Хватит! Мысленно осадил себя Тропотун. Семя брошено, в нужное время оно даст росток.
– Впрочем, это не мое дело, просто женщину жалко…
Про «Сказочный бор» и связанные с ним планы по устройству собственной карьеры Станислав Сергеич мог бы говорить часами. Вот и теперь он с упоением расписывал несравненную мебель для будущего международного лагеря, в создании которой ему, несомненно, принадлежала главенствующая роль.
Вера расположилась в кресле и слушала, не перебивая, лишь изредка отпивала глоточек вина и жмурилась от удовольствия. Ее пристальный взгляд вначале подстегивал красноречие Тропотуна, но затем стал раздражать, потому что было в нем что-то для него непонятное и даже смущающее.
– О чем ты сейчас думаешь? – вдруг резко спросил он.
– О том, что каждый мужчина – петух.
– ?!
– Только, чур, не обижаться! Ведь каждый настоящий мужчина всегда распускает в присутствии женщины хвост, раздувает петушиный гребень и орет ку-ка-ре-ку!!
– Петух… – Станислав Сергеич был в самое сердце уязвлен словами любовницы, однако попытался скрыть собственные чувства. – Ну, не знаю… все же я занимаюсь конкретным делом, производством. А взять, к примеру, тебя… Кому, в сущности, нужны статьи о театре или кинематографе? Горстке интеллектуалов?.. Для обычного человека они совершенно бесполезны, как, впрочем, и искусство вообще.
– Я и не предполагала, что ты поклонник Поля Валери! – не без иронии заметила Вера. – Кстати, это имя тебе что-нибудь говорит? – продолжала она вкрадчиво.
– Представь, говорит! – обиженно отозвался он и процитировал: – «Основным признаком подлинного произведения искусства является его бесполезность…»
Откинув голову, Вера звонко расхохоталась. Потом скорчила покаянную гримаску и захныкала:
– Я хорошая… я больше не буду-у…
Это вышло так забавно и непосредственно, что Тропотун невольно усмехнулся.

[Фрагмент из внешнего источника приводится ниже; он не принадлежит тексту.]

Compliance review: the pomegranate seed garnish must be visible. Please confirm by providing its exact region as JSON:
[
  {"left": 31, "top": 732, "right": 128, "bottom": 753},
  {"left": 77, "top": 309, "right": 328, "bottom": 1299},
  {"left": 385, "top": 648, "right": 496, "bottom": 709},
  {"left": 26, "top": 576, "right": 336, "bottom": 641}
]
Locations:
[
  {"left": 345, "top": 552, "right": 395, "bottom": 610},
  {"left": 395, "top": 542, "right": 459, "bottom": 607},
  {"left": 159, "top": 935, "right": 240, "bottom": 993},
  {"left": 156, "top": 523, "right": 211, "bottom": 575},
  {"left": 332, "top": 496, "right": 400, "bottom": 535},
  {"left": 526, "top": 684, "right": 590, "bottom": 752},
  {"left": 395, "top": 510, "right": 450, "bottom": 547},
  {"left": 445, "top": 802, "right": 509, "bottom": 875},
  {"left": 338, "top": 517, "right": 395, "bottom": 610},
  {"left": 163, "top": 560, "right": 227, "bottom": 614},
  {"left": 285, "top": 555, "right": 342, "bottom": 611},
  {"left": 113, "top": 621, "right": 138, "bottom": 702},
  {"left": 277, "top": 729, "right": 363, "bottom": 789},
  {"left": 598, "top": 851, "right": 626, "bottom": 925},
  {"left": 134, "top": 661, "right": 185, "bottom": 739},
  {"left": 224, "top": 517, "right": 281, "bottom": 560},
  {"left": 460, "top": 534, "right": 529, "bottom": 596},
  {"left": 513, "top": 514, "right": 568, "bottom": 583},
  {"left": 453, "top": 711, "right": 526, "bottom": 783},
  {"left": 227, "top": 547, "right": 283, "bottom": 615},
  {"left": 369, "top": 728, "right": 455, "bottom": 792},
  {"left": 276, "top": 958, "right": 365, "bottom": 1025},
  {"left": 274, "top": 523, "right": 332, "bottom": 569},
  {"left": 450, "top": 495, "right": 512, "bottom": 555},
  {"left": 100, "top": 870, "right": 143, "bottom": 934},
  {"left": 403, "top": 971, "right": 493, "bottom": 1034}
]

– Ладно, на первый раз прощаю! Кстати, я не без интереса прочел его размышления об искусстве и даже со стихами ознакомился.
– С ума сойти!
Верино эстетское кривляние почему-то всегда действовало на Станислава Сергеича, отнюдь не страдавшего комплексом неполноценности, донельзя возбуждающе. Вот и сейчас, приблизившись к ней, он зарычал: «Молилась ли ты на ночь, Дездемона?..» – подхватил на руки и понес в спальню.
– Сигаретку! Хочу сигаретку! – верещала она, молотя в воздухе голыми пятками.
– И сигаретку дам… – утробно-страстным голосом провинциального трагика пообещал он, прижимая свою строптивую добычу к груди.
Оранжевая софа занимала почти половину крохотной комнатки, служившей ее владелице одновременно кабинетом, и спальней, вторую оккупировал письменный стол, заваленный беспорядочно раскиданными листами бумаги, из-под которых выглядывала портативная пишущая машинка.